The Corpse Packs His Bags
    
      

Director: Jess Franco
Year: 1974
Country: Germany
Rating: 6.0
Aka - Der Todesrächer von Soho

When the opening credits rolled, I noticed that the director was credited as Jess Frank and I thought hmmm. Could it really be and it was, Jess Franco. I prepared myself for an incoherent narrative with some intriguing style and perversion thrown in. And to some degree that is what I got but the perversion is minimum and toned down, the style and cinematography in a few scenes is quite noticeable and the narrative mainly makes sense. Al least for a Krimi. Yes, Franco directing a German Krimi. It sounds like a perfect symbiotic relationship, but as far as I can tell this is the only Krimi that Franco was involved in. Seems like a missed opportunity and I read that this is considered the last Krimi made. The end of an era stretching back to the early 1960s. The Italian Giallo films and police crime films probably made them seem old fashioned and tame by the 1970s. And this is though still enjoyable.

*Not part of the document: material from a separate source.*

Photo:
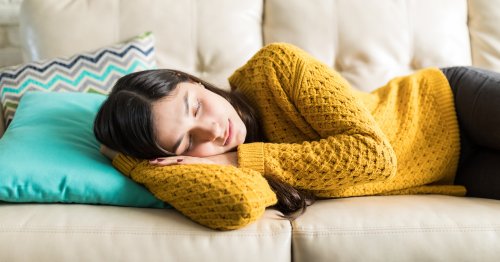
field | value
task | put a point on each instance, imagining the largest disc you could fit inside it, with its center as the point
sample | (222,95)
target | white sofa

In a prelude to murder, guests in hotels are finding their suitcases already packed by some unknown person as they are preparing to leave. As they check out and get ready to enter a taxi, a knife from some distance is thrown straight into their heart. Scotland Yard Inspector Redford (Fred Williams) is on the case with no clues. In the latest murder outside The Bishop Hotel he is still perplexed. What is tying these men together? He comes into contact with Dr. Bladmore (Siegfried Schürenberg, a Krimi regular) who keeps showing up at these murders. His attractive secretary Helen (Elisa Montés) and Redford go out to dinner where she tells him that her husband was an FBI agent investigating the drug Mescadrin (a made up name), when he was framed and murdered.



Redford's friend, the well-known mystery author Charles Barton (Horst Tappert) seems to be investigating on his own and it takes him to the Flamingo Club where sexy women writhe on the stage and private rooms are available with company.  A Krimi sort of club where the bouncers are deadly with a setting of confusing hallways and doorways where a woman hidden by shadows warns Barton to stay away but let's show him what will happen if he doesn't. The hostess Celia (Barbara Rütting) seems to take particular pleasure in having him beaten. It gets convoluted and a bit stupid as nothing is quite what it seems. Based on the novel Death Packs a Suitcase by Bryan Edgar Wallace as was the earlier Krimi, The Secret of the Black Trunk. Franco has a cameo as the knife throwing consultant.